Monday, April 4, 2016, 11:47 AM ET|Posted by Will Richmond
Late Friday afternoon, Bloomberg reported that Facebook had dropped out of the bidding for streaming rights to the NFL’s Thursday night package. That news followed Recode’s report from last month that Apple had also withdrawn. With two of the most likely candidates now gone, the only digital players remaining who are both big enough to afford the deal and for whom it potentially makes enough strategic sense are likely Verizon, Google and Amazon (I’m excluding Yahoo since its own instability almost certainly precludes a bid).
Bloomberg’s source said Facebook didn’t like the NFL’s ad policy for the games and also didn’t like the London games that come with the deal. All of that may well be true, but, as I was quoted telling Variety last month, I think a big sticking point was also the lack of mobile rights to the games, which are held by Verizon through next season. With the vast majority of Facebook’s usage now on mobile devices, the inability to stream to mobile surely diminished the value of the deal to Facebook.
Of the 3 remaining players, I’d handicap Verizon as the most likely eventual winner. As mentioned above, it has mobile rights already. Go90 is a major priority for the company, so folding in the NFL games would be a big boost. With Verizon’s strategy shifting from multichannel video to mobile, proving that marquee content can be streaming to millions via mobile would be a great proof point. Finally, via its AOL acquisition, Verizon has also become big player in ad tech and data, both of which could be very useful in monetizing the games (and which the NFL would no doubt like to learn from as well).

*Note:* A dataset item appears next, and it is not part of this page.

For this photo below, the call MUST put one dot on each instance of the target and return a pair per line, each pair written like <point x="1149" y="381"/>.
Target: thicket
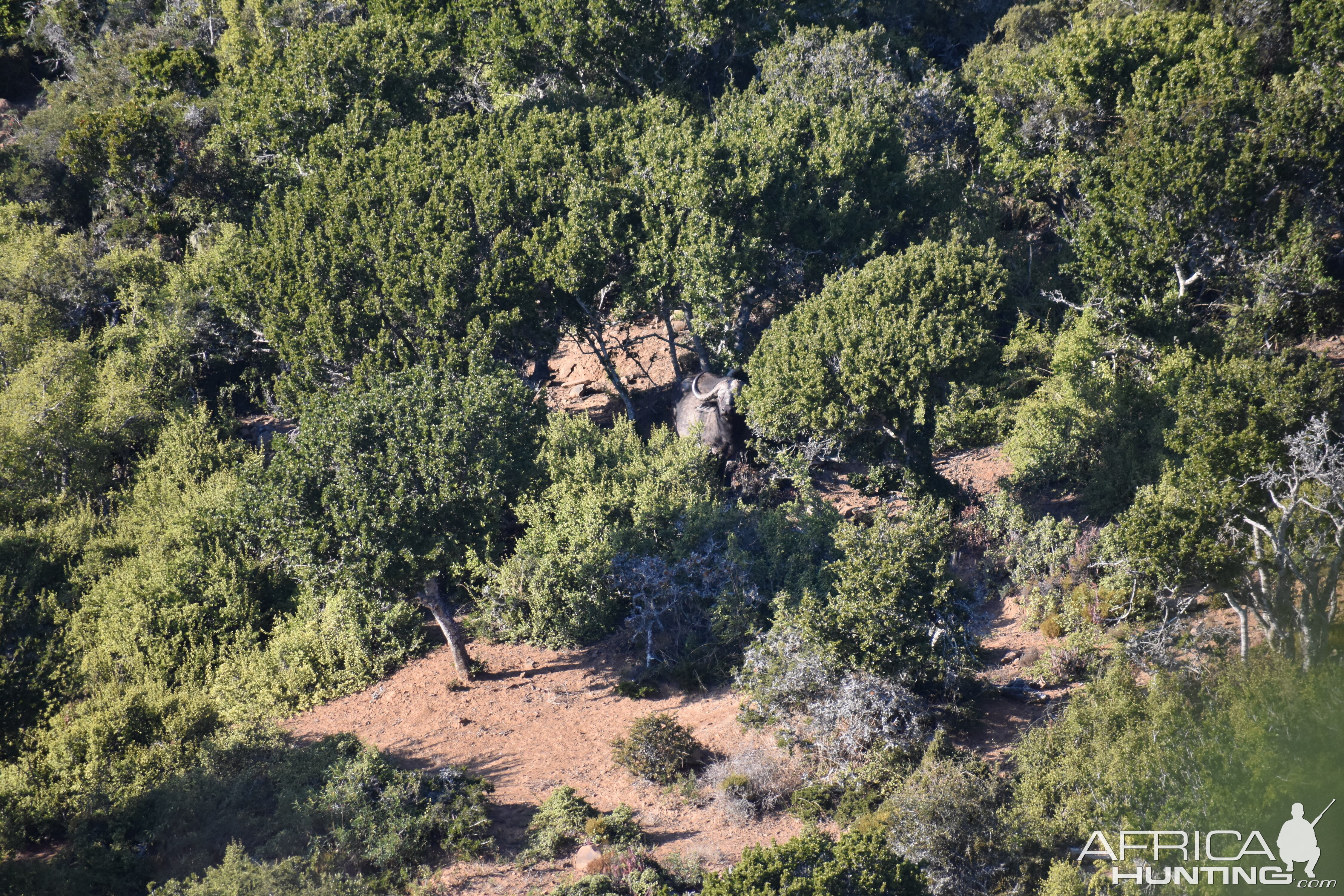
<point x="272" y="274"/>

Amazon has also placed a huge emphasis on video, but it’s critical to remember that for the e-commerce giant, video is in service to its Prime membership subscriptions, rather than being a standalone revenue stream. Over the past couple of years, Amazon has proven to itself that on-demand entertainment video can drive Prime acquisitions and retention. But there’s no such proof for live sports, so bidding for the NFL rights would be a blind swing for Amazon, something the company is not known for doing.
It’s always impossible to discount Google from any bidding situation given its deep pockets. The NFL deal could add value to the still amorphous YouTube Red subscription service, and it could also complement YouTube’s pending YouTube Connect live streaming feature. No doubt Google would have some creative ways to monetize the games as well.

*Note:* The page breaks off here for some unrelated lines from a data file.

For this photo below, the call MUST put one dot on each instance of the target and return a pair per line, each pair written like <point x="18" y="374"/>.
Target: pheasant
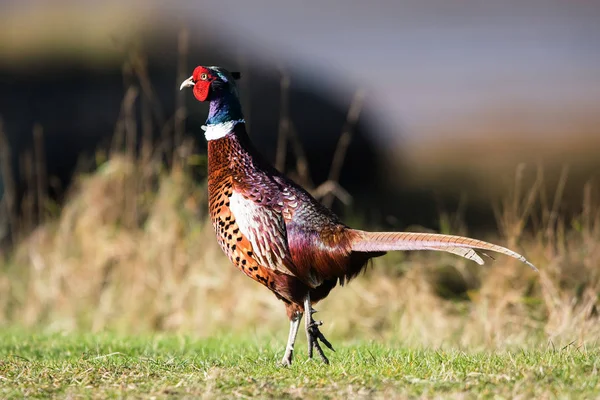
<point x="275" y="232"/>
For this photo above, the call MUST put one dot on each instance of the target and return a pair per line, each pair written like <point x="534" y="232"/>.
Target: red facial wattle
<point x="202" y="86"/>
<point x="201" y="89"/>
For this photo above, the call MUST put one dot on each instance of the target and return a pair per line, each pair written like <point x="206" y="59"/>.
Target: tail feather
<point x="459" y="245"/>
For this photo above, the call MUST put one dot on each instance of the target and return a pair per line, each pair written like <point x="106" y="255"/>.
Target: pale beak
<point x="187" y="83"/>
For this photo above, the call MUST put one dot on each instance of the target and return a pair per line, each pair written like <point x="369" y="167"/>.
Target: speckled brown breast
<point x="237" y="247"/>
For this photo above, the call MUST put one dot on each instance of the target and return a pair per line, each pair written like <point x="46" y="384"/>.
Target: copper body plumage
<point x="276" y="233"/>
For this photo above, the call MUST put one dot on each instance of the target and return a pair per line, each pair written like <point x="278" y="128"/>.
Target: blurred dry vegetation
<point x="132" y="250"/>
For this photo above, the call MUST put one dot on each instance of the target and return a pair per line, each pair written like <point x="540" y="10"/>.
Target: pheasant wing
<point x="264" y="227"/>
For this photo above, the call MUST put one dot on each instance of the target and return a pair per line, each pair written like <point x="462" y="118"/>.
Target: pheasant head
<point x="217" y="86"/>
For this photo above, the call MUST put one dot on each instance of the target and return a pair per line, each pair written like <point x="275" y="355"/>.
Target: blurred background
<point x="478" y="117"/>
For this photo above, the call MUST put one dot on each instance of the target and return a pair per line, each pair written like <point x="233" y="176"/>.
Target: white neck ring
<point x="217" y="131"/>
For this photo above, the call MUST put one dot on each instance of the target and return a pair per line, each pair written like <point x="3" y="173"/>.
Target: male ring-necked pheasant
<point x="276" y="232"/>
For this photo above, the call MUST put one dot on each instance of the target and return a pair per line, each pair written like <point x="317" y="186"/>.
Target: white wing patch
<point x="264" y="229"/>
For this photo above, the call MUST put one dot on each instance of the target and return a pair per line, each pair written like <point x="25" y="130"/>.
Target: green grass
<point x="105" y="365"/>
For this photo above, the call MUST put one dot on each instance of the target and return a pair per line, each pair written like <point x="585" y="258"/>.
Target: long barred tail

Still, it’s hard to see how the NFL games fit into an over-arching Google or YouTube strategy. And remember, since Google hired CFO Ruth Porat a year ago, the company has split its moonshot projects into a separate company so core Alphabet spending is much more rigorously evaluated. Any big NFL bid would need to have clear business case support.
There’s one other wildcard path to consider, which is that the NFL does a course correction and instead awards the streaming rights to CBS and NBC for an incremental fee to their new Thursday night deals (remember they currently only include authenticated streaming). For CBS in particular, Thursday night streaming rights could fit well with CBS All Access.
The whole Thursday night digital bidding approach is really a big experiment by the NFL to see if it can triple dip for broadcast rights, because in addition to the games being split by CBS and NBC, they’re also on NFL Network. It’s certainly possible that the NFL could ultimately decide against a digital-only deal, recognizing there’s more synergy and upside by having its broadcast partners stream as well.
With a lot of uncertainty in the sports TV business in general these days, it’s conceivable that the digital players will bid modestly, in order to see how TV rights deals evolve in the face of increasing pushback by pay-TV operators against absorbing higher carriage fees. In other words, rather than setting an expensive streaming precedent themselves, they could take a wait-and-see approach as turmoil in the sports TV business continues to unfold.
All of this is part of the highly unsettled TV/video landscape we’re all witnessing.